We know clearly who we are now - as defined by our professional life, the friendships that remain and the new ones formed, the children now present and the amazing deep-breath that comes from having accomplished all of that shit in just 10 short years.

And you lay in bed next to this person that your promised forever to, and as their hands clumsily touch your body you wonder how they couldn't have learned the right way to touch you in ten years, and you say something random that is on your mind and they look at you blankly and you stop and think...is this really what I've done? Is this really what I promised forever for? Is this really what I wanted?

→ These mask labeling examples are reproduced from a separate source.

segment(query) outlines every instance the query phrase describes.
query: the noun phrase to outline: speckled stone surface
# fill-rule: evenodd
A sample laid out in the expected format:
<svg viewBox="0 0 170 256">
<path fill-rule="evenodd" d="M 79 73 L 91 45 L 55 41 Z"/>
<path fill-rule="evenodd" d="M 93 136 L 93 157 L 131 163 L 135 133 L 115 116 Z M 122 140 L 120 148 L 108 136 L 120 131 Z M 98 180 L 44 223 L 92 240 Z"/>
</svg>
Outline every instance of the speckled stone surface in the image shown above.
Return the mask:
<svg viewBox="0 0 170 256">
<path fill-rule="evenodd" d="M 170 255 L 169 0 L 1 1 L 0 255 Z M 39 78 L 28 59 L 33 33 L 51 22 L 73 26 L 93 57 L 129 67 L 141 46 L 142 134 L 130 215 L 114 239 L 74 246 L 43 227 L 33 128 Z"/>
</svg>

No, of course not. Because the person you chose was chosen for what you thought were the right reasons, and in some ways, they were. That's the person you chose to start a family with and to start a life with. In reality, it wasn't the worst thing you could have done. Sometimes, you need the impetus of wrong to learn right.

If you waited, you probably wouldn't have had the reproductive success your biology mandated you to have. Your career may have taken a different turn. You may have ended up being the most selfish human being on the planet. You likely would have found yourself in a string of short-term relationships that left you feeling...nothing. Worse, you may have found yourself so lonely that you ultimately pledged yourself to someone so utterly wrong for you that life was filled with drama. No, you didn't do any of that. You married a good person and started your family - just the way you thought you were supposed to.

The rub is that it wasn't the person you chose for you. It's a no-fault clause. You couldn't have chosen the person that was right for you, because you didn't even know you. You hadn't even become you.

There is a salvation, however. You admit to yourself that it's OK. You admit to yourself that you are worth more. You prioritize yourself (for a fucking change) and realize that you're still only in your 30's. You acknowledge that you made a mistake, and that while you married a very good person, with a good heart and a good soul, you simply need more.

You acknowledge your selfishness. You set out to find to the person that is just for you. And it's OK, because you're only in your 30's. And you've got your entire lifetime ahead of you and then some. And you acknowledge that you'd rather spend that time with the person that is for you. And yes, it's much harder now - because you're talking about the children, you're talking about complicated finances, you're talking about hurting someone you do love, just not in the way you want to love.

But you look forward to the next 30 - with the person that is just for you.